Might I have MS?


Newby here, looking for some advice from any kind people who may feel able to help.

About 18 months ago I found I started to have problems with my legs. Over the months this has worsened. I find that, when I wake up in the morning, I’m absolutely fine but after a while (it can be anything from a couple of hours to about four hours later), I start to find my legs becoming “heavy” and not going exactly where I want them to. It’s hard to describe. By late afternoon, I need a stick to help to keep me on track and, by the evening, going up and down stairs becomes quite a challenge. The difference between the way I walk in the morning (normal) and the way I walk by the evening (wobbling around everywhere, needing a stick, struggling with stairs (totally unable to go down steps unless there’s something to hold on to), kicking things which I hadn’t been aware were anywhere near my feet, tripping over, catching feet on furniture, struggling to balance, etc) is extraordinary. I saw the GP about this, and was sent to see a neurologist.

The neurologist organised an MRI scan which revealed what was suspected to be an acoustic neuroma, and a lesion in my spinal cord (thoracic region). There was also some atrophy in both parietal lobes. I was booked for another MRI scan at higher resolution with contrast a few months later. Despite the fact that my symptoms were (and are) continuing to worsen, both the lesion which had been thought to be an acoustic neuroma and the lesion in my spinal cord had disappeared at the time of the second scan. The neurologist prescribed me a vitamin B tablet (I wasn’t told why, but was told it might help), told me I’d have a routine appointment come through in six months’ time (which never arrived), and to get in contact if I noticed any major changes. No diagnosis was made. Unfortunately, no full medical history was taken either. The neurologist gave me a neurological examination at my first appointment, confirmed that something seemed to be wrong with my legs, and arranged for the MRI.

Friends (including a couple of medics) have told me that my symptoms sound like those of MS - about which I’d previously been quite ignorant - and, upon reading forums (fora?) such as this, I’m starting to think they may well be on to something. As well as the mobility problems, I do have several other unexplained symptoms, which include the following:

Facial pain on the left hand side, which goes from just below my nose up to just below my left eye.

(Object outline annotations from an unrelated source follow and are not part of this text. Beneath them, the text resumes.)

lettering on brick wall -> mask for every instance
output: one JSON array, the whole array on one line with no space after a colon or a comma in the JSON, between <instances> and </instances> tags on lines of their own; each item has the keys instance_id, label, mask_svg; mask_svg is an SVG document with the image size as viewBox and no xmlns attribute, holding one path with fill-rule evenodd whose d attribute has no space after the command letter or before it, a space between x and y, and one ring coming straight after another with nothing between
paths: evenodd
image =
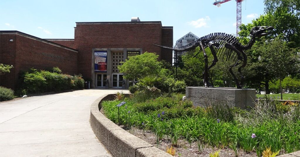
<instances>
[{"instance_id":1,"label":"lettering on brick wall","mask_svg":"<svg viewBox=\"0 0 300 157\"><path fill-rule=\"evenodd\" d=\"M47 60L59 61L64 60L64 57L62 56L55 55L51 54L48 54L42 52L42 55L50 57L47 57L46 58L46 59Z\"/></svg>"},{"instance_id":2,"label":"lettering on brick wall","mask_svg":"<svg viewBox=\"0 0 300 157\"><path fill-rule=\"evenodd\" d=\"M128 59L128 57L130 56L134 56L140 54L139 51L127 51L127 59Z\"/></svg>"}]
</instances>

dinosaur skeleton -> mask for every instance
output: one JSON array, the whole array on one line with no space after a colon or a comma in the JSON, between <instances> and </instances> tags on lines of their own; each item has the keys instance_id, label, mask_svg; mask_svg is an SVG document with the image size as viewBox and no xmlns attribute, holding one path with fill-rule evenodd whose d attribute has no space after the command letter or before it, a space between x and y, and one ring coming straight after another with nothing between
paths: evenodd
<instances>
[{"instance_id":1,"label":"dinosaur skeleton","mask_svg":"<svg viewBox=\"0 0 300 157\"><path fill-rule=\"evenodd\" d=\"M270 33L267 31L271 31L272 27L256 27L253 28L250 32L251 39L246 45L242 45L235 36L225 33L215 33L200 38L197 40L179 48L173 48L157 44L154 45L162 48L171 49L177 53L178 56L191 55L194 54L196 47L200 47L200 51L194 55L198 55L202 51L204 54L205 68L203 72L204 82L206 87L213 87L209 82L208 71L217 64L218 58L226 60L232 60L234 63L229 68L229 71L232 75L238 89L241 89L243 85L244 77L242 74L242 68L247 63L247 56L244 50L250 49L255 42L256 37L260 37ZM208 56L205 52L206 48L208 47L214 57L212 63L208 66ZM240 82L232 71L232 68L241 65L238 71L241 76Z\"/></svg>"}]
</instances>

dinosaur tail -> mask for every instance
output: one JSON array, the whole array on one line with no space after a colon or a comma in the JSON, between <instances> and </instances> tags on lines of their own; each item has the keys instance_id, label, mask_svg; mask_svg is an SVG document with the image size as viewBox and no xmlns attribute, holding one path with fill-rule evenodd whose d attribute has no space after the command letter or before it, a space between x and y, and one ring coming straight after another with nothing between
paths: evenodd
<instances>
[{"instance_id":1,"label":"dinosaur tail","mask_svg":"<svg viewBox=\"0 0 300 157\"><path fill-rule=\"evenodd\" d=\"M153 44L153 45L159 47L160 47L161 48L166 48L167 49L169 49L170 50L172 50L175 51L180 51L180 49L178 48L170 48L170 47L168 47L167 46L161 46L161 45L159 45L156 44Z\"/></svg>"},{"instance_id":2,"label":"dinosaur tail","mask_svg":"<svg viewBox=\"0 0 300 157\"><path fill-rule=\"evenodd\" d=\"M178 56L192 55L195 52L196 48L194 47L184 47L182 48L173 48L161 46L155 44L153 44L153 45L161 48L174 50L176 52L178 53L177 55Z\"/></svg>"}]
</instances>

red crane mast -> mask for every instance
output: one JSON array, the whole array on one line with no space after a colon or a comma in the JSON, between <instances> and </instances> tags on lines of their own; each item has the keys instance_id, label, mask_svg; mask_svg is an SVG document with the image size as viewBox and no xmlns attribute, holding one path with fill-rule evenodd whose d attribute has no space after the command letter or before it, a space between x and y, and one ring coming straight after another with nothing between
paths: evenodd
<instances>
[{"instance_id":1,"label":"red crane mast","mask_svg":"<svg viewBox=\"0 0 300 157\"><path fill-rule=\"evenodd\" d=\"M216 2L213 3L215 5L219 7L221 4L230 1L231 0L216 0ZM238 32L240 30L240 26L242 24L242 2L244 0L236 0L236 36L238 36Z\"/></svg>"}]
</instances>

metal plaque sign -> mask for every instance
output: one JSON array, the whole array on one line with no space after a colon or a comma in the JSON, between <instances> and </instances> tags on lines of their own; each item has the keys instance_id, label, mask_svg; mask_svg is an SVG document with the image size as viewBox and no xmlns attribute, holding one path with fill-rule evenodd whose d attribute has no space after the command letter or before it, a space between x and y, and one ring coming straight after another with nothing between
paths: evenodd
<instances>
[{"instance_id":1,"label":"metal plaque sign","mask_svg":"<svg viewBox=\"0 0 300 157\"><path fill-rule=\"evenodd\" d=\"M128 57L134 56L139 54L140 54L139 51L127 51L127 59L128 59Z\"/></svg>"},{"instance_id":2,"label":"metal plaque sign","mask_svg":"<svg viewBox=\"0 0 300 157\"><path fill-rule=\"evenodd\" d=\"M121 102L121 103L119 103L119 104L117 105L117 106L120 107L125 103L126 103L126 102L125 102L125 101L123 101L123 102Z\"/></svg>"}]
</instances>

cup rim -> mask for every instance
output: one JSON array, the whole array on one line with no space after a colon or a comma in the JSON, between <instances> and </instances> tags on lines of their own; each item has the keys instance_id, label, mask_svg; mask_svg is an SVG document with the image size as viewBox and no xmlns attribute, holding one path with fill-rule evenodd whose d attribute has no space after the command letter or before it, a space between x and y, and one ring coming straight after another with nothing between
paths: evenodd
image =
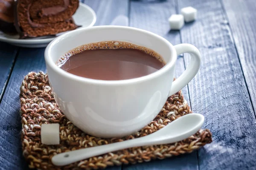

This ranges from an annoying tingling to a stinging, burning sensation. It comes and goes, but when it comes it tends to hang around as a daily problem for several weeks or more. It’s been away for a few weeks, but has returned today with a vengeance. It first started a year or two ago.

Tremor. Initially intention tremor in my left arm, this later spread to my right arm. I then developed a postural tremor (both sides). The tremor has been absent for several weeks, but both postural and intention tremors have returned over the last few days, especially when I am anxious. This first started a year or so ago too.

Problems with spatial awareness. Not only being increasingly unaware of exactly where my feet are when I’m walking around (which is hard to describe; I hope somebody here might understand what I mean), but knowing exactly where things are when I go to reach them. Also knowing where the front left hand corner of my car is in relation to the hedge when driving! This seems to have crept up on me slowly over time.

Constipation. Although stools aren’t hard (sorry if this is too much information!), after the initial bowel evacuation, it takes an age for everything else to come through. I could quite easily sit on the loo all day! I also find that I often need to race to the loo for a pee and that sometimes nothing comes. Again, sorry for any surplus and unwanted information!

Laryngopharyngeal reflux and laryngospasm. This has recently been diagnosed, but with no obvious cause.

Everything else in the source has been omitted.